Hearing that the story was going to be accepted was – well, I felt transformed. Different from before I read the email. Though year after year I had steeled myself to send the story out, those rejections hurt me more than I let myself realize. “The Last Judgment” is different from what I’m writing now, but it’s the best I can do with that particular subject. The rejections made me feel deeply disillusioned. Had someone said, “It’s a really terrible story, and you should throw it away,” I would not have been as hurt. These rejections meant that there wasn’t a place for the best I could do in the world.
The subject was part of the issue. It’s a story about a girl coming face-to-face with the life she can look forward to as a woman. It’s a story about rejection, and I think our world rejects twelve-year-old girls. Their struggles in and of themselves are not interesting, unless amplified by traumatic events. Not interesting to adults, anyway. We’ve left all that behind. (Or have we? I have seen Kristen Thomson’s I Claudia three times now. Three times I’ve seen an audience dumbstruck and weeping, unable to get up from their seats for many long minutes after the performance. Not just the women, either.) Somehow, the rejection of that story felt like a rejection of something deep in myself.
The length was part of it. No, all of it. I felt that I needed to tell this story in a deliberate way, explore the character’s thoughts, sparing no detail. Not her feelings, her thoughts. Now, because of e-publishing, there’s a place for all that length, all that detail, for my story and whatever part of me it links to. Something about me feels settled, and profoundly happy. But it’s big.
And so I needed my Sunday, my book.
My book. It’s not just reading that provides the sense of rest and renewal that I daresay we all crave. It’s reading a book, something that doesn’t come at you. Would I have wanted to read a text with sound effects, videos, links that allowed me to choose which characters to follow? Smellorama? Hell no.
The pages, the scent and feel of a book are honestly not that important to me. I’ve been through too many moves, spent too much time clearing out people’s stuff after they’ve died. If I could live paperless, I would. But there’s something about the quietness of reading, the invitation to put myself into the book, as much as let the book in to me. That’s something I can’t leave behind. It’s a big mistake to think of reading as an experience of just taking in content. Reading happens between me and the book.

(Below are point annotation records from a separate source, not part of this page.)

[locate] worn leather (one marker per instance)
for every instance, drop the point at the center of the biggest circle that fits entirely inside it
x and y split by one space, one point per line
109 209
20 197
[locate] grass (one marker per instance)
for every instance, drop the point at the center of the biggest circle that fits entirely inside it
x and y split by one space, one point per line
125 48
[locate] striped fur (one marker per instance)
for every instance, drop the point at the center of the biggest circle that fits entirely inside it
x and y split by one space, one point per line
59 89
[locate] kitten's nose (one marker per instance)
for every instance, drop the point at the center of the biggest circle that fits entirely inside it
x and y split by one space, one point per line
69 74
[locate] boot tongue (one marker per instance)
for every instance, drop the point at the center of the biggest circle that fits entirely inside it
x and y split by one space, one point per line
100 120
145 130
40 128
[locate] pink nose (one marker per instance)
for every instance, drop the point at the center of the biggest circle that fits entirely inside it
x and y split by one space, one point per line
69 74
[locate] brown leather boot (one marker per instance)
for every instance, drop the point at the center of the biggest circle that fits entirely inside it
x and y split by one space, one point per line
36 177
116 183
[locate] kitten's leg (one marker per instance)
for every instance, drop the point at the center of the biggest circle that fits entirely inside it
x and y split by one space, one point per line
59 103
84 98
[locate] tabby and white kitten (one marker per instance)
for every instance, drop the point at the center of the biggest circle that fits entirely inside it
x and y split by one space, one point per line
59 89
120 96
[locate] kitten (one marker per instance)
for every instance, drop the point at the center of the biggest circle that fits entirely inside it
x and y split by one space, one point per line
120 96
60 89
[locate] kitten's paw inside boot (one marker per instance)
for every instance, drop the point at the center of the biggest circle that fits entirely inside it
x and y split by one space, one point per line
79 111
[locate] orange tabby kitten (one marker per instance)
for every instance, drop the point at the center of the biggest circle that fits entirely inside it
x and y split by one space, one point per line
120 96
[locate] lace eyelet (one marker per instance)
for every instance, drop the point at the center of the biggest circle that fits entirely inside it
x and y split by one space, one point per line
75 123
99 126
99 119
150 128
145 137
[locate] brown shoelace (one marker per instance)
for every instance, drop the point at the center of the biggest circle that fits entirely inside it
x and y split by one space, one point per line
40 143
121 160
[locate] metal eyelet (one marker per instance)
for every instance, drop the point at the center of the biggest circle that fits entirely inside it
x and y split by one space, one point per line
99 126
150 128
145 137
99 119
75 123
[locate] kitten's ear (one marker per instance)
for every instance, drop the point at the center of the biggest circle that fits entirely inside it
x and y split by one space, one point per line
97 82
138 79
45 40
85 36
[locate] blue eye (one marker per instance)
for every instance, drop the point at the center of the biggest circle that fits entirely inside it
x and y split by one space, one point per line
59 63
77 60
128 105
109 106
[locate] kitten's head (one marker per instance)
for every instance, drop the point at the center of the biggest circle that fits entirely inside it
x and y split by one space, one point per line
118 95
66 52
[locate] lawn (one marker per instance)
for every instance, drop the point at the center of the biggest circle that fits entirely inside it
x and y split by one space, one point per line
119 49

The best moments are the ones when I look out into the room and absorb a thought, appreciate a phrase, shed a few tears for this plucky character or for myself in a similar situation. This is all the more true of a demanding book, a work of philosophy, or a painful and unsettling work of fiction. To me those moments are the essence of reading, they are why reading is a welcome experience, and a healing one. Over the next few weeks, I’ll be buying an e-reader (one without a backlit screen of course). I guess I’ll find out if it gives me the same experience. I really, really hope so.